26 448 Structuur van de uitvoering werk en inkomen (SUWI)

Nr. 556 BRIEF VAN DE MINISTER EN STAATSSECRETARIS VAN SOCIALE ZAKEN EN WERKGELEGENHEID

Aan de Voorzitter van de Tweede Kamer der Staten-Generaal

Den Haag, 10 februari 2016

Hierbij doen wij u de jaarplannen 2016 van het UWV en de SVB toekomen1. Wij hebben deze plannen goedgekeurd en de budgetten voor 2016 vastgesteld.

De Minister van Sociale Zaken en Werkgelegenheid maakt van de gelegenheid gebruik om u tevens te informeren over:

  • de actualisatie van het Rijks ICT dashboard met UWV projecten;

  • het ICT project berichtverwerking van het UWV.

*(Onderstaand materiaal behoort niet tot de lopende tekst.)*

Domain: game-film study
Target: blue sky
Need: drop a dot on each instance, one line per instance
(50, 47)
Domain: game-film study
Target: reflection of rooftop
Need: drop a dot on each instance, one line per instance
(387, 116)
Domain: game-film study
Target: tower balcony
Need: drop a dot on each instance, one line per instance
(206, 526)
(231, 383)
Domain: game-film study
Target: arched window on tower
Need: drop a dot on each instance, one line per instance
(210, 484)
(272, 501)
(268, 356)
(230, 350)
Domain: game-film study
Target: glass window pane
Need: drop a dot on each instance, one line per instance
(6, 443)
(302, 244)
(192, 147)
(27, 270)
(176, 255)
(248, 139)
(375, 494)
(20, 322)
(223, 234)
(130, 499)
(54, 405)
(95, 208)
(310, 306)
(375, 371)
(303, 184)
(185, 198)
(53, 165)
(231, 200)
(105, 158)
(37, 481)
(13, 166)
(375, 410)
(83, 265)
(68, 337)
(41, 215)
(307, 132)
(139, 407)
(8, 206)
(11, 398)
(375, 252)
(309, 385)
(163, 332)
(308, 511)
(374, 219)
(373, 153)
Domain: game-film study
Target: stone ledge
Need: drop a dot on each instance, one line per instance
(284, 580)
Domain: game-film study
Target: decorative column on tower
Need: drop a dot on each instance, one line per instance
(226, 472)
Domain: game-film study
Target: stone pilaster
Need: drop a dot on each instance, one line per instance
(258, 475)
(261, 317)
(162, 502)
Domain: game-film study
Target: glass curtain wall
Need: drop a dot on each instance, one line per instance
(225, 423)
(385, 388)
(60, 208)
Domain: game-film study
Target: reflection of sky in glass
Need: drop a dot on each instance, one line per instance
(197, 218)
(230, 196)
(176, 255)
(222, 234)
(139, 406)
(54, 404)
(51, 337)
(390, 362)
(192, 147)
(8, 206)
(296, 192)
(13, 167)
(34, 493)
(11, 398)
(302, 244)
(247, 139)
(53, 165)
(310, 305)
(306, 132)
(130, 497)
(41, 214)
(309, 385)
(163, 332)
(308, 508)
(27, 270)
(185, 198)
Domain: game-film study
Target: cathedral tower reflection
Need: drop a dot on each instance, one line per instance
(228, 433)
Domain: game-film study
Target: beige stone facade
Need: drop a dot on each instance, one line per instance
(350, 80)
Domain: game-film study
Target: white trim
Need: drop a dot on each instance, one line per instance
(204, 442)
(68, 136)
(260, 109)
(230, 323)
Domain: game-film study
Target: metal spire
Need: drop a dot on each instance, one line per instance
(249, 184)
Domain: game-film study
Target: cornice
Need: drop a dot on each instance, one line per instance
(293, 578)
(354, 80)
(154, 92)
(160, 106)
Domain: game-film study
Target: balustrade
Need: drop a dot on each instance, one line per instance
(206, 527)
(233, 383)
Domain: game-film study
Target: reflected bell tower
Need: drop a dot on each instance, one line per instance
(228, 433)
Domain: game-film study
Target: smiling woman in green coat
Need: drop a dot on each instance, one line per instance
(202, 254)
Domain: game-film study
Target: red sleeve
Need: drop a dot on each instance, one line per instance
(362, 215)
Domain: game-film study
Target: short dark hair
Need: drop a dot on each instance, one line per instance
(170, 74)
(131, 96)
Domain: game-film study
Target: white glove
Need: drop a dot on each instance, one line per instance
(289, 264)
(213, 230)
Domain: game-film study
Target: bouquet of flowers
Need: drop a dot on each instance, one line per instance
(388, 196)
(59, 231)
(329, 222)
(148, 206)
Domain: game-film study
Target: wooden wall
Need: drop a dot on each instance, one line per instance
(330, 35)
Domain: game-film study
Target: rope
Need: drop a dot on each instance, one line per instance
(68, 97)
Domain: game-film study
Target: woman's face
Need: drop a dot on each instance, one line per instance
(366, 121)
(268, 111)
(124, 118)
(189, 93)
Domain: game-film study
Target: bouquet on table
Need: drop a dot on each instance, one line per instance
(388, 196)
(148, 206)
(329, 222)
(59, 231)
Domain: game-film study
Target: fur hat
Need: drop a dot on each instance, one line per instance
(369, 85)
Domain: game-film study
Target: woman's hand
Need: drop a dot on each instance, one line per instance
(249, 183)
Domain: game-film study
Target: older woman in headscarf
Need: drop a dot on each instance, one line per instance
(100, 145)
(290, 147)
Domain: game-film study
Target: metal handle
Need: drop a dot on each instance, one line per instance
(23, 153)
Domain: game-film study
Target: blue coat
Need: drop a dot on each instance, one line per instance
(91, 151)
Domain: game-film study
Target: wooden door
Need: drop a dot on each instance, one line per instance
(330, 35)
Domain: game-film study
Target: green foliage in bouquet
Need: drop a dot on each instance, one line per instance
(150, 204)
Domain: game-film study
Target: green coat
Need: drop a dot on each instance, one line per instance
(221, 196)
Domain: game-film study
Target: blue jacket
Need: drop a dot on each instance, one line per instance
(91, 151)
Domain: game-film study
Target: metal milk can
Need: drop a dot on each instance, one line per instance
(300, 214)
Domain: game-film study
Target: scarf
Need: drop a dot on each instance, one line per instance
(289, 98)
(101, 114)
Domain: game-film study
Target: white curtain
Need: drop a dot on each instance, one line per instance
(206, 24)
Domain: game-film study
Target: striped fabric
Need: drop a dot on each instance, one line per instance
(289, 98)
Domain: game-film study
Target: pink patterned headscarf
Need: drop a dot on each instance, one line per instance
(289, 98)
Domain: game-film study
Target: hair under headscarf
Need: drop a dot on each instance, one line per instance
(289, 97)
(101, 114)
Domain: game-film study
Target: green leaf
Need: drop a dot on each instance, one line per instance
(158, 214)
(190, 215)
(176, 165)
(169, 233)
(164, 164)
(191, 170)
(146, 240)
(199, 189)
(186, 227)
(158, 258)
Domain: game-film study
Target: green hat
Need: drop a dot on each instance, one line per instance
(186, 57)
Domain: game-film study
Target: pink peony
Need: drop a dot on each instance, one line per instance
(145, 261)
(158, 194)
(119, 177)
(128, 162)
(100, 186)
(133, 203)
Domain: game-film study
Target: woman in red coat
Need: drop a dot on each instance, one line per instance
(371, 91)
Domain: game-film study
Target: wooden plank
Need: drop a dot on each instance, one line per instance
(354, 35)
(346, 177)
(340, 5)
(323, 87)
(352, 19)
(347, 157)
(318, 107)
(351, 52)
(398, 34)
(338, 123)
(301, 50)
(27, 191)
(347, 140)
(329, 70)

De Staatssecretaris van Sociale Zaken en Werkgelegenheid maakt van de gelegenheid gebruik om u tevens te informeren over:

  • de uitkomsten van een bestandskoppeling die door de SVB is uitgevoerd.

Jaarplan UWV 2016

Het UWV onderscheidt in het jaarplan 2016 de volgende prioriteiten:

  • een stabiele interne organisatie als randvoorwaarde;

  • verdere inzet op dienstverlening en samenwerking;

  • implementatie en uitvoering nieuwe wet- en regelgeving.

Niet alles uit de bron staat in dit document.